Navarrete-Jimenez first contends that the district court imposed a procedurally unreasonable sentence because it failed to consider the sentencing factors set forth in 18 U.S.C. § 3583(e) and his mitigation arguments. However, “the record makes clear that the district court considered the evidence and arguments of the defendant and based its sentence on an analysis of the advisory Guidelines range and the provisions of [18 U.S.C. § 3583(e) ].” United States v. Stoterau, 524 F.3d 988, 1000 (9th Cir.2008).
Navarrete-Jimenez next contends that his sentence is substantively unreasonable because the district court improperly focused on the timing of the violation and discounted the mitigating factors. In light of the totality of the circumstances, including the brief period of time between Navarrete-Jimenez’s release from custody and his illegal return to the United States, the sentence is not substantively unreasonable. See Gall v. United States, 552 U.S. 38, 51, 128 S.Ct. 586, 169 L.Ed.2d 445 (2007).
Navarrete-Jimenez last contends that § 3583(e)(3) is unconstitutional under Apprendi v. New Jersey, 530 U.S. 466, 120 S.Ct. 2348, 147 L.Ed.2d 435 (2000), and United States v.

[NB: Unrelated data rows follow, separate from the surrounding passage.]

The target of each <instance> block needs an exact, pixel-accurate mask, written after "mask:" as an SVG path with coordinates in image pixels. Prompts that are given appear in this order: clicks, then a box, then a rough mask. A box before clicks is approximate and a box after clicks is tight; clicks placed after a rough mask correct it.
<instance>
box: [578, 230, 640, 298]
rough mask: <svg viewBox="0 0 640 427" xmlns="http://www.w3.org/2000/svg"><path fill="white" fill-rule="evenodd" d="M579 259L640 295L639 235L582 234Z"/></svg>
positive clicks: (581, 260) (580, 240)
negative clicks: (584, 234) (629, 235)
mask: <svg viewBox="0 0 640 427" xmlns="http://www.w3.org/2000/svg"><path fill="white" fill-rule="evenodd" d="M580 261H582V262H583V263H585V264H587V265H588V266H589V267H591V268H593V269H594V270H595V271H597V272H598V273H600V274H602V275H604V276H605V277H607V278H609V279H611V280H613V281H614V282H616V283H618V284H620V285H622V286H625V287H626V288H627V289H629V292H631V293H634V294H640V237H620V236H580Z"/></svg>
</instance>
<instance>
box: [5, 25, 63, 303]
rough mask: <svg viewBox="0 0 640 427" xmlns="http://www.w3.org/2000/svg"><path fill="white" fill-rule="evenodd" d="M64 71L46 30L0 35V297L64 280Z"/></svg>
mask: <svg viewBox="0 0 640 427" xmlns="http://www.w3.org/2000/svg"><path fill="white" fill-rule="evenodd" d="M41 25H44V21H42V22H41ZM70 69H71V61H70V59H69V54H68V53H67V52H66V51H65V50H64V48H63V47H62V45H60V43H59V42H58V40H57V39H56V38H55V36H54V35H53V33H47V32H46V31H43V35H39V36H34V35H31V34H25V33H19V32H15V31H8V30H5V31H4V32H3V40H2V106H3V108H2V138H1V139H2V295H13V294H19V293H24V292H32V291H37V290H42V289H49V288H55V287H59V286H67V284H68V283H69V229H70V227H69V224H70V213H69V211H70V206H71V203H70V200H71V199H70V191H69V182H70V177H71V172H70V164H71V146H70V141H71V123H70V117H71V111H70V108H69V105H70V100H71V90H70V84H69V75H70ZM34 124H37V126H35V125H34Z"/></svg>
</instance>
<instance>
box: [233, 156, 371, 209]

Booker, 543 U.S. 220, 125 S.Ct. 738, 160 L.Ed.2d 621 (2005). As he concedes, this contention is foreclosed by United States v. Huerta-Pimental, 445 F.3d 1220, 1223-25 (9th Cir.2006), and United States v. Santana, 526 F.3d 1257, 1262 (9th Cir.2008).
AFFIRMED.
This disposition is not appropriate for publication and is not precedent except as provided by 9th Cir. R. 36-3.